Aslında başlığı şöyle yazmam gerekirdi Urfa'da AKP'den aday adayı olmanın dayanılmaz hafifliği. Teamüllere göre başlık uzun olmaması gerektiğini bildiğimiz için; ancak bu kadar oldu. İki ses benzerliğini bulan, ya da soyadını bir redif ya da kafiyeye uyduran politikacı beğler(!) hiçbir masraftan kaçmadan bilbordları ve şehrin açık hava reklam alanlarını bedavadan kullanıyorlar. 
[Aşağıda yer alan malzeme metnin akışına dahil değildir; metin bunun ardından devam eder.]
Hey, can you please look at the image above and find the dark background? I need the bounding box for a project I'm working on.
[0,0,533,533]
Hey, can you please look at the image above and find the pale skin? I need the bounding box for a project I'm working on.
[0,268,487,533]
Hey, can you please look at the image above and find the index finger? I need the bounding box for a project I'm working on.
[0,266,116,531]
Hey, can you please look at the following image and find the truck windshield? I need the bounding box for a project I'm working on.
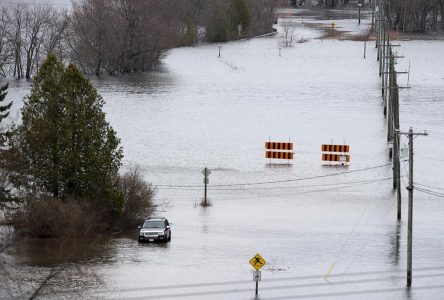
[142,221,165,228]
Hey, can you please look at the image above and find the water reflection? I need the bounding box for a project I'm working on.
[389,221,401,265]
[13,237,114,267]
[90,68,174,94]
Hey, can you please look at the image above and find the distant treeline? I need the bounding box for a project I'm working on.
[282,0,444,33]
[0,0,275,78]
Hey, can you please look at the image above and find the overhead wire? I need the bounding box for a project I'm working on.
[414,187,444,198]
[156,177,391,191]
[415,182,444,191]
[153,163,391,188]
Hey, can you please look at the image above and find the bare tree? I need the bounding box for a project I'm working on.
[0,7,13,76]
[22,5,52,78]
[279,18,296,47]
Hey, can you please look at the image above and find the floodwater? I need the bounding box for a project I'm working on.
[0,12,444,300]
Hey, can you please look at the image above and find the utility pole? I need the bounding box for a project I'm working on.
[399,127,428,287]
[202,167,211,206]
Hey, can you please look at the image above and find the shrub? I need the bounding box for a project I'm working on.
[120,167,156,228]
[12,196,104,237]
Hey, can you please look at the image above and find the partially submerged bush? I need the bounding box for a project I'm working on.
[12,168,156,237]
[13,197,103,237]
[120,167,156,227]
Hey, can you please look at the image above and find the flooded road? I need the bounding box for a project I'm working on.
[0,15,444,300]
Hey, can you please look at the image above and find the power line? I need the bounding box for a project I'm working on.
[415,182,444,191]
[160,177,391,191]
[154,163,391,188]
[414,187,444,198]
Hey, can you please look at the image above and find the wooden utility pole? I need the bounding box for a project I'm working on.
[399,127,428,287]
[407,127,413,287]
[202,167,211,206]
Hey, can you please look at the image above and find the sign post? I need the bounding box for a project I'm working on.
[250,253,267,296]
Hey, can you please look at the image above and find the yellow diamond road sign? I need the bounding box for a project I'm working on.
[250,253,267,271]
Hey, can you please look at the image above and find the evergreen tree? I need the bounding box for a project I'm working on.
[231,0,251,32]
[14,54,123,213]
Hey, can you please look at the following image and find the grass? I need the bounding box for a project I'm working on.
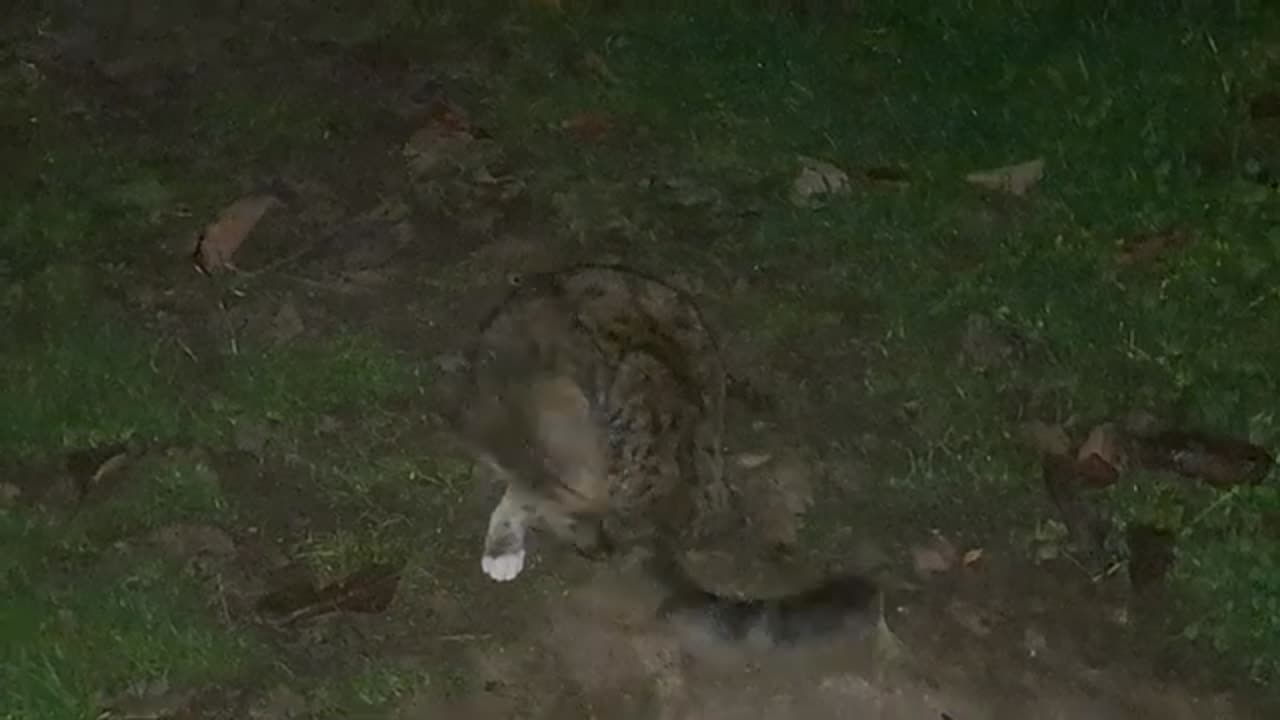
[0,0,1280,717]
[481,1,1280,680]
[0,459,255,720]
Süreç başlamadan önce üç yüz dört yüz aday adayı olacağını söyleyenlere abarttıklarını düşündüğümü söylüyordum. Ama şimdi gördüğümüz üzere aklına gelen bir foto, bir slogan ve bir de yer bularak kendi kendine gelin güveyi olup aday adaylığı kervanına katılıyor, hangisine sorsan ben işi bitirmişim, tamamdır, bide siyasal İslami jargonla Allah'ın izniyle tamamdır, derler ama; sanki hepsi ağız birliği etmişçesine hepsi adaylığı kesindir iması uyandırırlar. Müthiş bir algı, aslında şiddetli bir beyaz yalan… Misal Ceylanpınar İlçemizde AKP'den 32 aday adayı başvurusu var, işin doğasına göre bir kişiye verecekler, ama hangisiyle konuşursanız konuşun; Allah'ın izniyle tamamdır. 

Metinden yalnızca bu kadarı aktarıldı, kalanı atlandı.